Section "ServerLayout"

        Identifier     "X.org Configured"

        Screen      0  "Screen0" 0 0

        InputDevice    "ALPS Glidepoint" "CorePointer"

        InputDevice    "Keyboard0" "CoreKeyboard"

EndSection

Section "Monitor"

        Identifier      "Dell 15.4 WUXGA"

        DisplaySize     513 321

        Option "ReducedBlanking"

EndSection

Section "Device"

        Identifier  "Card0"

        Driver      "i810"

        VendorName "Intel Corp."

        BoardName  "Intel(r)915GM/910ML/915MS Graphics Controller"

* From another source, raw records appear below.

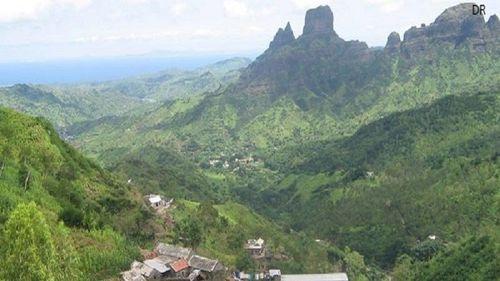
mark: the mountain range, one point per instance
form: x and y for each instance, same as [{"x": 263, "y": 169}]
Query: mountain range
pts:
[{"x": 371, "y": 151}]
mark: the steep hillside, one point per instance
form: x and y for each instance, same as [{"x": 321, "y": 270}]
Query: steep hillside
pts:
[
  {"x": 315, "y": 87},
  {"x": 99, "y": 212},
  {"x": 428, "y": 171},
  {"x": 64, "y": 105}
]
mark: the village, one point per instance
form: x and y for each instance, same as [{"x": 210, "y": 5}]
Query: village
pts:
[{"x": 168, "y": 262}]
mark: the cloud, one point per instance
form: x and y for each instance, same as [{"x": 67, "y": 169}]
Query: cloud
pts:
[
  {"x": 236, "y": 9},
  {"x": 178, "y": 8},
  {"x": 30, "y": 9}
]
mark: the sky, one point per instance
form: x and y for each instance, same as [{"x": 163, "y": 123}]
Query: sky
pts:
[{"x": 44, "y": 30}]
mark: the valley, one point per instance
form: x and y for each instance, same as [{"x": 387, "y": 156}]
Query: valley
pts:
[{"x": 380, "y": 163}]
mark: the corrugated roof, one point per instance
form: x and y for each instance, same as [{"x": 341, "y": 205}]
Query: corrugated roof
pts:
[
  {"x": 179, "y": 265},
  {"x": 173, "y": 251},
  {"x": 203, "y": 263},
  {"x": 315, "y": 277},
  {"x": 162, "y": 268},
  {"x": 274, "y": 272}
]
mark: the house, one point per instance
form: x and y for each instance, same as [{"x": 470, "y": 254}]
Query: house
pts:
[
  {"x": 256, "y": 248},
  {"x": 275, "y": 274},
  {"x": 176, "y": 252},
  {"x": 142, "y": 272},
  {"x": 158, "y": 266},
  {"x": 315, "y": 277},
  {"x": 180, "y": 267},
  {"x": 210, "y": 269}
]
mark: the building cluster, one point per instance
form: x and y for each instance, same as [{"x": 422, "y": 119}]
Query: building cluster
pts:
[
  {"x": 158, "y": 201},
  {"x": 169, "y": 262},
  {"x": 256, "y": 248},
  {"x": 275, "y": 275}
]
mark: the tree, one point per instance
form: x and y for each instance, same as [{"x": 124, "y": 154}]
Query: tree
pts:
[
  {"x": 356, "y": 268},
  {"x": 405, "y": 269},
  {"x": 244, "y": 262},
  {"x": 188, "y": 231},
  {"x": 29, "y": 252}
]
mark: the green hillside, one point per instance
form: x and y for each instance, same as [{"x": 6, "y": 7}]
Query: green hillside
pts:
[
  {"x": 428, "y": 171},
  {"x": 98, "y": 211},
  {"x": 65, "y": 105},
  {"x": 381, "y": 162}
]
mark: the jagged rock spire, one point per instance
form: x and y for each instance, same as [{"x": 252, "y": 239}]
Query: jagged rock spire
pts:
[
  {"x": 282, "y": 37},
  {"x": 493, "y": 23},
  {"x": 319, "y": 21}
]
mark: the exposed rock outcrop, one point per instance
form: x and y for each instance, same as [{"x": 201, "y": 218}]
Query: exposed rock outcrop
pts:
[
  {"x": 319, "y": 21},
  {"x": 282, "y": 37},
  {"x": 456, "y": 26}
]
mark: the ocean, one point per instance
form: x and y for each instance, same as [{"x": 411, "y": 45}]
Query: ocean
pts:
[{"x": 95, "y": 70}]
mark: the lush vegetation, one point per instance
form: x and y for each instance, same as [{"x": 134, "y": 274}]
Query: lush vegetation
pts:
[
  {"x": 61, "y": 216},
  {"x": 340, "y": 156}
]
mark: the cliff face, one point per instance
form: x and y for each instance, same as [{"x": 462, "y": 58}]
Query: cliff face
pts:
[
  {"x": 319, "y": 21},
  {"x": 320, "y": 62},
  {"x": 313, "y": 61},
  {"x": 456, "y": 27},
  {"x": 282, "y": 37}
]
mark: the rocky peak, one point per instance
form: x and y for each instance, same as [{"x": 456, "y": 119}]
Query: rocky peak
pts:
[
  {"x": 393, "y": 43},
  {"x": 493, "y": 23},
  {"x": 456, "y": 26},
  {"x": 282, "y": 37},
  {"x": 457, "y": 13},
  {"x": 319, "y": 21}
]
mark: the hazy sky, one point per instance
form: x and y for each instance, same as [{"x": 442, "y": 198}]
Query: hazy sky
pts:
[{"x": 34, "y": 30}]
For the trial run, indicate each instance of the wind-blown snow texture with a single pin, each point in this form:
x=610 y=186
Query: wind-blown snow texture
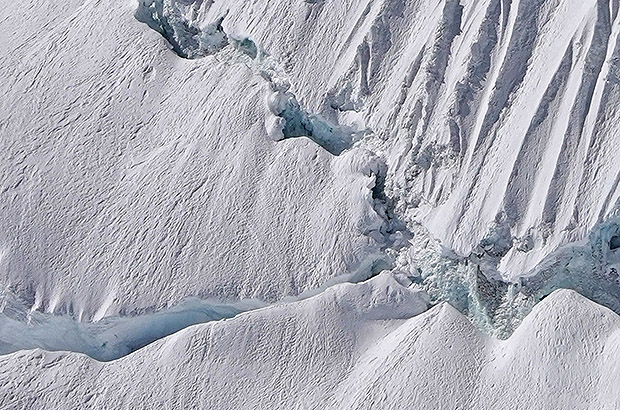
x=170 y=162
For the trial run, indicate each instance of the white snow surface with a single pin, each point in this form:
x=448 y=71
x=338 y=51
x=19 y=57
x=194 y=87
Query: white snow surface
x=170 y=162
x=363 y=346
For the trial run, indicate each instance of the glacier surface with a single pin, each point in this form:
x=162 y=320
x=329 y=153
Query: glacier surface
x=166 y=163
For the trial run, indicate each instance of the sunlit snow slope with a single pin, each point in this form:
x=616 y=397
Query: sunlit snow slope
x=165 y=163
x=352 y=347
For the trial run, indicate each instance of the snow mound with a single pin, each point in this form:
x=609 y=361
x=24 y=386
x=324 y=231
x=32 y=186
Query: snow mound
x=354 y=346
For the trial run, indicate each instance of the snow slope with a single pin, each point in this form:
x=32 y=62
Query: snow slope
x=498 y=119
x=170 y=162
x=353 y=346
x=132 y=178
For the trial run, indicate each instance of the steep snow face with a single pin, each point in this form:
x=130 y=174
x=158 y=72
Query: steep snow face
x=498 y=120
x=132 y=178
x=355 y=347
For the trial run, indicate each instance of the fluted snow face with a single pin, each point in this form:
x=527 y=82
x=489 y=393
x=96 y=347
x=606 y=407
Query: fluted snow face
x=492 y=115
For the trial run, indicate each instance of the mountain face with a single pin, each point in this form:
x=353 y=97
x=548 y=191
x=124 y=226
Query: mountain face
x=166 y=163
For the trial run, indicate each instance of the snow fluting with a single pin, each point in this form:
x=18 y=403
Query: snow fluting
x=173 y=162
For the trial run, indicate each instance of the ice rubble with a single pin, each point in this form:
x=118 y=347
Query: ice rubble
x=418 y=110
x=364 y=346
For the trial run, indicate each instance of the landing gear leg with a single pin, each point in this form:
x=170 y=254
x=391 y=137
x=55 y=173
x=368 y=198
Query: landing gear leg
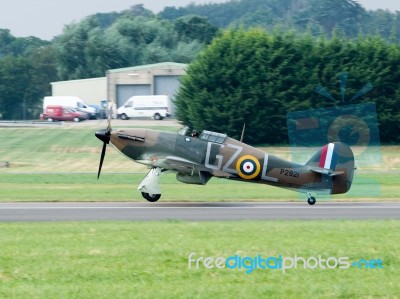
x=311 y=199
x=149 y=186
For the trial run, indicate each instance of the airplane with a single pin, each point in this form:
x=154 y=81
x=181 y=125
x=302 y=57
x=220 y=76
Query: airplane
x=196 y=159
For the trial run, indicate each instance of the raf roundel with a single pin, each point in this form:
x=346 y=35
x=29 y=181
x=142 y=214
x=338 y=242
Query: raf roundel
x=248 y=167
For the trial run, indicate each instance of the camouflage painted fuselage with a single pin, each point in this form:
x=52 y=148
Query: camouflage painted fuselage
x=196 y=160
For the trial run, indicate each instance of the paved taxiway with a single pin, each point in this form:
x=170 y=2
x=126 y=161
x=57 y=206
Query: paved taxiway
x=195 y=211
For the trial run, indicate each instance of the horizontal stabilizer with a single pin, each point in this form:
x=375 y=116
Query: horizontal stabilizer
x=129 y=137
x=325 y=171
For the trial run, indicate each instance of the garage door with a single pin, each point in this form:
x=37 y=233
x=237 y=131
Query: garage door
x=167 y=85
x=124 y=92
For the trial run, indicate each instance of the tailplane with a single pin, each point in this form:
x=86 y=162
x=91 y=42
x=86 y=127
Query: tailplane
x=335 y=163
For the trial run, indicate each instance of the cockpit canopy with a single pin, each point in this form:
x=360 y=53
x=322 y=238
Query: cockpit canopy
x=205 y=135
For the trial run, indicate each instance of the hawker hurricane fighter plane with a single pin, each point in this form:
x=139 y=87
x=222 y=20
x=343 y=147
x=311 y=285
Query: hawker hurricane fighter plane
x=196 y=159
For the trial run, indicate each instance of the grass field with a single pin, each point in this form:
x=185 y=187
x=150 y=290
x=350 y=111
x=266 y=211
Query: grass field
x=150 y=259
x=60 y=164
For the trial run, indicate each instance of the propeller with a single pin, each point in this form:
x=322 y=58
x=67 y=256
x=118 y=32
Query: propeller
x=105 y=135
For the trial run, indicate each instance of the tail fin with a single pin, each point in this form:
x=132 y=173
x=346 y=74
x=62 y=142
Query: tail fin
x=336 y=161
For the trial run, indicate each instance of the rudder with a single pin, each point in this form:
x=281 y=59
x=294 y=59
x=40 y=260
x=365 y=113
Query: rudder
x=334 y=160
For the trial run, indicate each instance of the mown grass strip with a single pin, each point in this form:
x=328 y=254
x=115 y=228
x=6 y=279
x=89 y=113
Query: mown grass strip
x=150 y=259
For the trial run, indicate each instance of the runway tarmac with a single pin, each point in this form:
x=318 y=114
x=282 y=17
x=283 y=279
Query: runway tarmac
x=144 y=211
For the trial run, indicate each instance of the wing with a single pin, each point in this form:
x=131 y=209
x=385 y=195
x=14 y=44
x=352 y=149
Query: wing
x=185 y=166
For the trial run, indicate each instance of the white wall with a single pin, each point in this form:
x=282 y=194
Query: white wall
x=92 y=91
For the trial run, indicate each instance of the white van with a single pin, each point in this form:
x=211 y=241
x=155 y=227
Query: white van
x=70 y=101
x=156 y=107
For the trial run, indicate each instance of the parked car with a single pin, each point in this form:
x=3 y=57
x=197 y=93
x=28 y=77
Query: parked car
x=156 y=106
x=100 y=111
x=69 y=101
x=58 y=112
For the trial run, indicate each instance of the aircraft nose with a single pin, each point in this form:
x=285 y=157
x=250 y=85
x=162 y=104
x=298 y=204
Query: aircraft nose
x=103 y=135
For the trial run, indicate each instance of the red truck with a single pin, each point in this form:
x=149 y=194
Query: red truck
x=56 y=112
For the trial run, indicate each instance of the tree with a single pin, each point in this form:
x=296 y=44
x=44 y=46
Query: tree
x=255 y=77
x=195 y=28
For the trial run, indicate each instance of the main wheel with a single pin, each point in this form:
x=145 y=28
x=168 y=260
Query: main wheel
x=311 y=200
x=151 y=197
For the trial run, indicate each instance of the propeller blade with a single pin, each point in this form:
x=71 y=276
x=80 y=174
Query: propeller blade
x=103 y=153
x=110 y=113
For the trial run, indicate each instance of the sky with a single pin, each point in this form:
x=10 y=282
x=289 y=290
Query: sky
x=47 y=18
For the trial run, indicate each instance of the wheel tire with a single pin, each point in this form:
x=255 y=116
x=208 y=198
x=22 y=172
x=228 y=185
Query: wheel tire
x=151 y=197
x=311 y=200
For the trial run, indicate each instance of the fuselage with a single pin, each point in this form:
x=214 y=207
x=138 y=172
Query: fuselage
x=218 y=156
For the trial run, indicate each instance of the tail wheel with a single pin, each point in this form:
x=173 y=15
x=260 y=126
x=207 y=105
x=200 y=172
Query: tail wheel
x=311 y=200
x=151 y=197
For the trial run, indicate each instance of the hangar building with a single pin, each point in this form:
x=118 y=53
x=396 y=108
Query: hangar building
x=120 y=84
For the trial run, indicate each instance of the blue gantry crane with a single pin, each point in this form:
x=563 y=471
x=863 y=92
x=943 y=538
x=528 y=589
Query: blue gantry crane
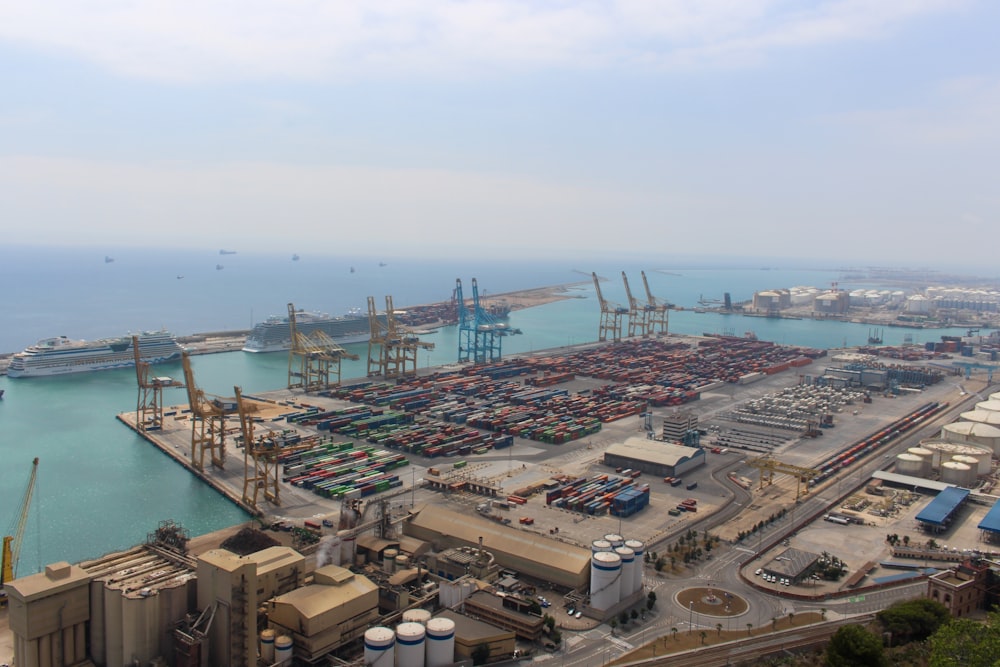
x=480 y=334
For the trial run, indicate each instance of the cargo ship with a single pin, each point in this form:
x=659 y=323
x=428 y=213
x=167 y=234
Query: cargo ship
x=274 y=334
x=61 y=355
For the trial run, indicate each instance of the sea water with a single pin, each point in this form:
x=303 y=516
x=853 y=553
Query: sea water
x=101 y=488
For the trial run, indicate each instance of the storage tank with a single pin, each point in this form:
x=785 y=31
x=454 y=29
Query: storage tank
x=420 y=616
x=389 y=560
x=974 y=433
x=440 y=642
x=627 y=578
x=600 y=545
x=605 y=575
x=639 y=549
x=283 y=650
x=982 y=417
x=957 y=474
x=379 y=647
x=267 y=645
x=410 y=644
x=911 y=464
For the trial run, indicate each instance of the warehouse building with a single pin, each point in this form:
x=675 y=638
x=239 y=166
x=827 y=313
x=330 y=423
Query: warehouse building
x=656 y=458
x=535 y=555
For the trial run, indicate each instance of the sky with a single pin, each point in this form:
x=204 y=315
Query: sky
x=827 y=129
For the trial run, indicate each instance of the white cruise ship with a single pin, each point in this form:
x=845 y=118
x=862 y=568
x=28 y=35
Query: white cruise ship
x=274 y=334
x=59 y=356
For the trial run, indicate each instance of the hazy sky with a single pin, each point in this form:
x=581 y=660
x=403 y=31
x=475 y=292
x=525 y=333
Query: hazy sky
x=863 y=129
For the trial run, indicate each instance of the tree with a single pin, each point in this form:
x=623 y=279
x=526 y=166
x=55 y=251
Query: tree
x=481 y=654
x=965 y=643
x=853 y=645
x=913 y=620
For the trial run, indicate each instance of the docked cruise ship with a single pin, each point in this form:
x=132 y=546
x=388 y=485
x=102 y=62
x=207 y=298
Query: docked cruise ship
x=61 y=355
x=274 y=334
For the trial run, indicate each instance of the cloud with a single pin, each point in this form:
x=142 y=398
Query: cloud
x=212 y=40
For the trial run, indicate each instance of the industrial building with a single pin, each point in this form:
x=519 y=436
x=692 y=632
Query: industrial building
x=656 y=458
x=549 y=560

        BusID       "PCI:0:2:0"

        Option     "DevicePresence" "true"

EndSection

Section "Screen"

        Identifier    "Screen0"

        Device        "Card0"

        Monitor       "Dell 15.4 WUXGA"

        DefaultDepth  16

        SubSection "Display"

                Depth     16

                Modes     "1920x1200" "1680x1050"

        EndSubSection

        SubSection "Display"

                Depth     24

                Modes     "1920x1200" "1680x1050"

        EndSubSection

EndSection

Section "Files"

        FontPath     "/usr/share/fonts/misc/"

        FontPath     "/usr/share/fonts/TTF/"

        FontPath     "/usr/share/fonts/Type1/"

        FontPath     "/usr/share/fonts/CID/"

        FontPath     "/usr/share/fonts/75dpi/"

        FontPath     "/usr/share/fonts/100dpi/"

EndSection

Section "Module"

        Load  "dbe"             # double buffer extension

        Load  "extmod"

        SubSection  "extmod"

                Option    "omit xfree86-dga"   # don't initialise the DGA extension

        EndSubSection

        Load  "dri"

        Load  "glx"

        Load  "type1"

        Load  "freetype"

        Load  "synaptics"

EndSection

Section "InputDevice"

        Identifier  "Keyboard0"

        Driver      "kbd"

        Option    "CoreKeyboard"

        Option    "XkbModel"  "pc105"

        Option    "XkbLayout" "de"

EndSection

Section "InputDevice"

        Identifier  "ALPS Glidepoint"

        Driver      "synaptics"

        Option      "Protocol" "auto-dev"

        Option      "Device" "/dev/psaux"

        Option      "LeftEdge"              "120"

        Option      "RightEdge"             "830"

        Option      "TopEdge"               "120"

  Option        "BottomEdge"            "650"

  Option        "FingerLow"             "14"

  Option        "FingerHigh"            "15"

  Option        "MaxTapTime"            "180"

  Option        "MaxTapMove"            "110"

  Option        "EmulateMidButtonTime"  "75"

  Option        "VertScrollDelta"       "20"

  Option        "HorizScrollDelta"      "20"

  Option        "MinSpeed"              "0.3"

  Option        "MaxSpeed"              "0.75"

  Option        "AccelFactor"           "0.015"

  Option        "EdgeMotionMinSpeed"    "200"

  Option        "EdgeMotionMaxSpeed"    "200"

  Option        "UpDownScrolling"       "1"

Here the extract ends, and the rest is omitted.